この記事の最後の方に「チトー死後の国内の複雑な民族問題、 そして一層きびしくなるであろうソ連の圧力は、ユーゴを多くの 苦境にたたしめることだろう」とあるが、民族間の混乱は予感し たとおりとなって、そこには大国の利害も絡んで旧ユーゴは 解体してしまった。 またソ連も、ーーーこの当時、ソ連が地球上から消えてしまう などということを誰が予想し得ただろうかーーーあっけなく崩壊し、 東西冷戦の時代が終幕を迎えたのは周知のこと。
その間にユーゴで起きたことは、民族浄化という悲劇の深層を なかなか理解できないまでも、目を覆いたくなるような悲惨な ものだった。
そして....... ついこの間。
書店で、表紙の美しさに、それも謎を秘めたような眼差しに 惹かれて手にした一冊の本。
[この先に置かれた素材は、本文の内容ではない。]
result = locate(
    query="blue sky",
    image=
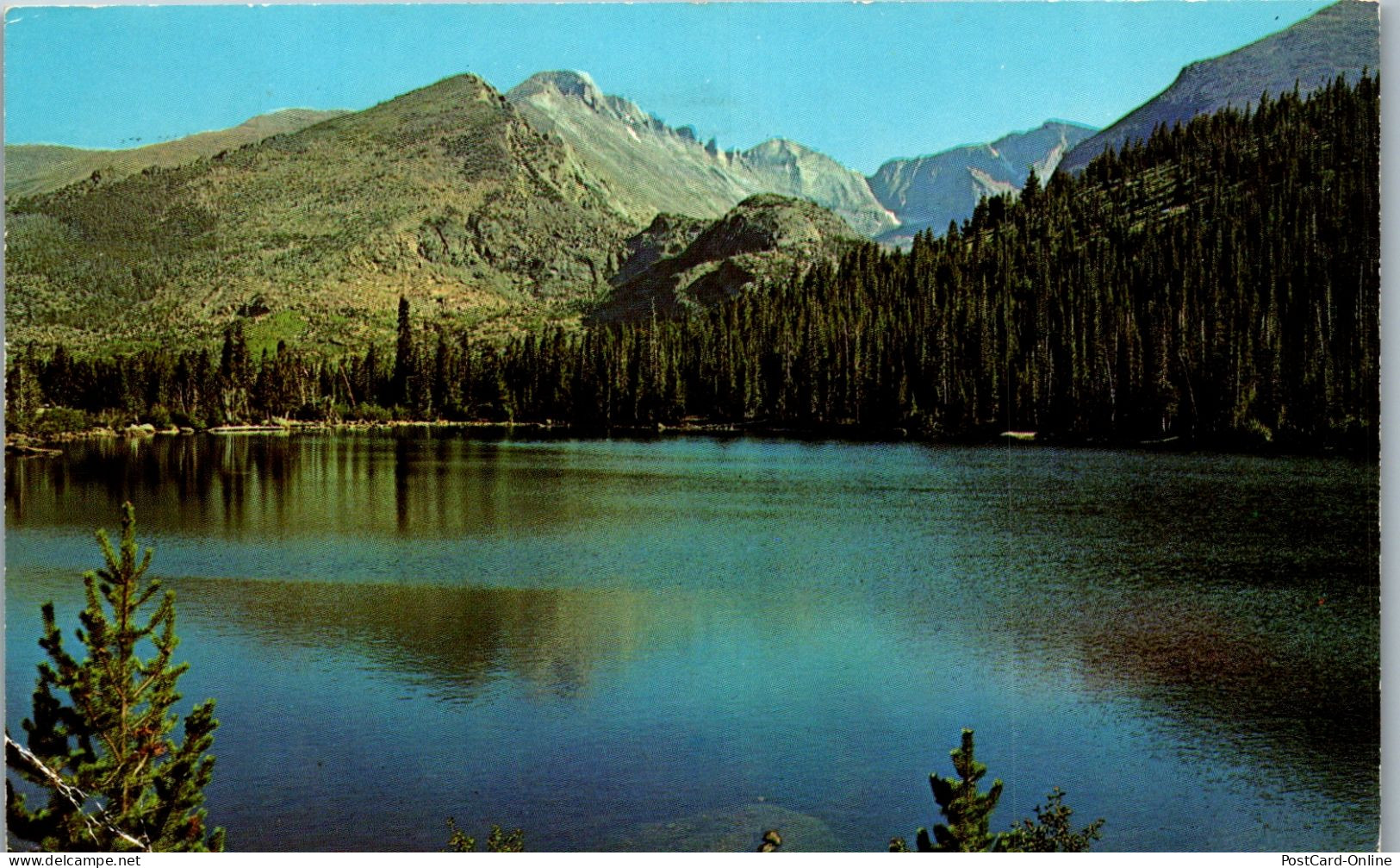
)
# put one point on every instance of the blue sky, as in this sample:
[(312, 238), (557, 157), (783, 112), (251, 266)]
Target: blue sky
[(862, 83)]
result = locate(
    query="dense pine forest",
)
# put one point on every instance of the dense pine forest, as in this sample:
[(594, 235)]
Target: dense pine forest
[(1218, 283)]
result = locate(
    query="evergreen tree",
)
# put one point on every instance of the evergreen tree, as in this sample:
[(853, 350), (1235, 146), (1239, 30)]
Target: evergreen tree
[(967, 809), (123, 776), (403, 357)]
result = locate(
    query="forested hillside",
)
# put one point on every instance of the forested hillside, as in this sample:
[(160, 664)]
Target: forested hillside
[(1218, 282)]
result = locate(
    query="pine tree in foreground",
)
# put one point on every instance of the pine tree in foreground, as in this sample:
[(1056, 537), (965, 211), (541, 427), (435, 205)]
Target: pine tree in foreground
[(101, 741)]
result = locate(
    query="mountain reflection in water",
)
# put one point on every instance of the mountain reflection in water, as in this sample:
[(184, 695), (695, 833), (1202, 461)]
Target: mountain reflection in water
[(600, 637)]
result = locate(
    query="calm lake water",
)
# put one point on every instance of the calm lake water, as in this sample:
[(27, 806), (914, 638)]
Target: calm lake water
[(678, 643)]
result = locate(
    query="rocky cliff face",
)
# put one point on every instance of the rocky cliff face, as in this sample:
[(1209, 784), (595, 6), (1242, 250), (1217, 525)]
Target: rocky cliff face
[(930, 192), (1340, 40), (654, 168), (445, 195), (763, 237)]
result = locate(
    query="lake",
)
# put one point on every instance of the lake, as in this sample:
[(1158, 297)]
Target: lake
[(676, 643)]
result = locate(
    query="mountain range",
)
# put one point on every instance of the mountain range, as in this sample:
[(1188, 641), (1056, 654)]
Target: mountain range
[(497, 212), (40, 168), (1340, 40)]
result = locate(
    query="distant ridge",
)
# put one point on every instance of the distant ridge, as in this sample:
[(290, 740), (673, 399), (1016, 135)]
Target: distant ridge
[(1339, 40), (40, 168), (654, 168), (930, 192), (661, 170)]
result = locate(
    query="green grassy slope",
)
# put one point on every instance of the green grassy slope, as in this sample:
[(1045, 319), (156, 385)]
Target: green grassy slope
[(42, 168), (444, 195)]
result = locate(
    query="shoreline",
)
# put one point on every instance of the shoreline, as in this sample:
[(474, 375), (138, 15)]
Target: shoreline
[(27, 446)]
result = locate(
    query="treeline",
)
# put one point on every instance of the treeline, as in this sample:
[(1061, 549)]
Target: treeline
[(1216, 282)]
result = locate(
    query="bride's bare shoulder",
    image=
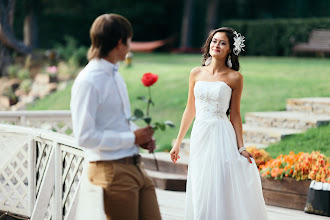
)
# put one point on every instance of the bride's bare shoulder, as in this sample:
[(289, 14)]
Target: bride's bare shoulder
[(236, 78), (195, 72)]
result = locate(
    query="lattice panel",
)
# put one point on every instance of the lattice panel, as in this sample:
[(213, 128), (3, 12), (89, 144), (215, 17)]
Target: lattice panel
[(14, 184), (72, 170), (48, 215), (60, 126), (10, 121), (42, 155)]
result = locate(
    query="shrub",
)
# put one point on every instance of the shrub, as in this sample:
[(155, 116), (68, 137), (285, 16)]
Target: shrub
[(23, 74), (26, 85), (13, 70), (275, 37), (301, 166), (71, 52)]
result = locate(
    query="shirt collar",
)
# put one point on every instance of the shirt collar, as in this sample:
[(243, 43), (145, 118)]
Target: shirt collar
[(110, 68)]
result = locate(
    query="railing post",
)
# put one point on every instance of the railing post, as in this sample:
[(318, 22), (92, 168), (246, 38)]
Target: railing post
[(32, 175), (22, 120), (58, 182)]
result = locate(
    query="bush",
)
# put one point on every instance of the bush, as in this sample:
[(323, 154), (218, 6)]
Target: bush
[(23, 74), (70, 52), (275, 37), (13, 70), (26, 85)]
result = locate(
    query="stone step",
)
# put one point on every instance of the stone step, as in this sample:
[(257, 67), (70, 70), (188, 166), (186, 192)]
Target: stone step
[(286, 119), (168, 181), (263, 136), (319, 105), (165, 163)]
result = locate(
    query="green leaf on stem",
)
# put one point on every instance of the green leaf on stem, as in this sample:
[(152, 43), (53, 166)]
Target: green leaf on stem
[(142, 98), (147, 119), (161, 126), (133, 118), (138, 113), (170, 124)]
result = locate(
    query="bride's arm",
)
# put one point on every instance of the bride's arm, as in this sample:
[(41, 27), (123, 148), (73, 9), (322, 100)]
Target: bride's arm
[(187, 117), (235, 113)]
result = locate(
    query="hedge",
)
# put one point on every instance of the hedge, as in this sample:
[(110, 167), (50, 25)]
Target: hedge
[(275, 37)]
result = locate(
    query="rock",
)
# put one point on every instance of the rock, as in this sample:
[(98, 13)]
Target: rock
[(45, 78), (6, 83), (41, 90), (20, 106)]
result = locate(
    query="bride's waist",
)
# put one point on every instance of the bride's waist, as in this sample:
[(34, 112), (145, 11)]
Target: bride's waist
[(210, 116)]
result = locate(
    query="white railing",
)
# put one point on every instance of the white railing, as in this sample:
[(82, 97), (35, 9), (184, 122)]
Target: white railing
[(40, 179), (59, 120)]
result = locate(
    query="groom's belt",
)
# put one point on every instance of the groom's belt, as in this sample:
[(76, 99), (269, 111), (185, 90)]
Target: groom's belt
[(136, 159)]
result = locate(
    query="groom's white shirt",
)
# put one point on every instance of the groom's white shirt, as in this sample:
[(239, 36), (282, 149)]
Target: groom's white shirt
[(100, 110)]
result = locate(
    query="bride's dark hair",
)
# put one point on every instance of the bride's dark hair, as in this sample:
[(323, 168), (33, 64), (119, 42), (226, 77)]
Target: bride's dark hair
[(230, 34)]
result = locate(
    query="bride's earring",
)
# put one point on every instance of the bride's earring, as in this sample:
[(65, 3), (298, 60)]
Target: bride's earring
[(208, 61), (229, 64)]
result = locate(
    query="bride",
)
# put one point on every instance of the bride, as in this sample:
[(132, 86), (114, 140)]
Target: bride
[(223, 179)]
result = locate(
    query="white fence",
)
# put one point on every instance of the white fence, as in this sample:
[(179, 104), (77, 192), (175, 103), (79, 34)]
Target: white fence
[(59, 121), (40, 170)]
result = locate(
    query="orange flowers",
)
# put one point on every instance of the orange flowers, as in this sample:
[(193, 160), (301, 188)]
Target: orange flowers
[(260, 155), (301, 166)]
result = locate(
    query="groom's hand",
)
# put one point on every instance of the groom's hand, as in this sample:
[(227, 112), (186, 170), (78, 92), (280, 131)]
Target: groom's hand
[(150, 146), (143, 135)]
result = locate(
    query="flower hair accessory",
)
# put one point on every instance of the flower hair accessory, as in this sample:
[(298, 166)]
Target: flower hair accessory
[(238, 43)]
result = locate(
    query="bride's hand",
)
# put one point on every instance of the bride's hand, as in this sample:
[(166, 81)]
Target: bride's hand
[(247, 155), (175, 153)]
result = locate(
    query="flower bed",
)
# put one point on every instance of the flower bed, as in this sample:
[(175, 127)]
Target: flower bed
[(286, 179)]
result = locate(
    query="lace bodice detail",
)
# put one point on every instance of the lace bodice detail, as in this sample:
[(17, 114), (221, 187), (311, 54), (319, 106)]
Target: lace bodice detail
[(211, 99)]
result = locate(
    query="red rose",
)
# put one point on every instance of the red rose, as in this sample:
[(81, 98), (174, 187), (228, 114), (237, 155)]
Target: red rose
[(149, 79)]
チトー時代のサラエボに留学して現地に住み続け、チトーの死を 見送り、その後のNATO軍の空爆を経験した詩人山崎佳代子氏の エッセイ「そこから青い闇がささやき」には、日本にいて報じられる ものを見たり読んだりしただけでは見えなかったことが、たくさん 溢れていて胸がつまってくる。
帯にある一文が悲しくて苦しい。
ーーー最初は、死者が名前で知らされる。 それから数になる。 最後には数もわからなくなる....... この地上のどこに、 爆弾を落としてよい場所、焼いてよい村、 ころしてよい命があるのだろうか。ーーー
娘をしっかりとその腕で抱きしめる母。 この油絵のタイトルをそのまま本のタイトルにされたそうだ。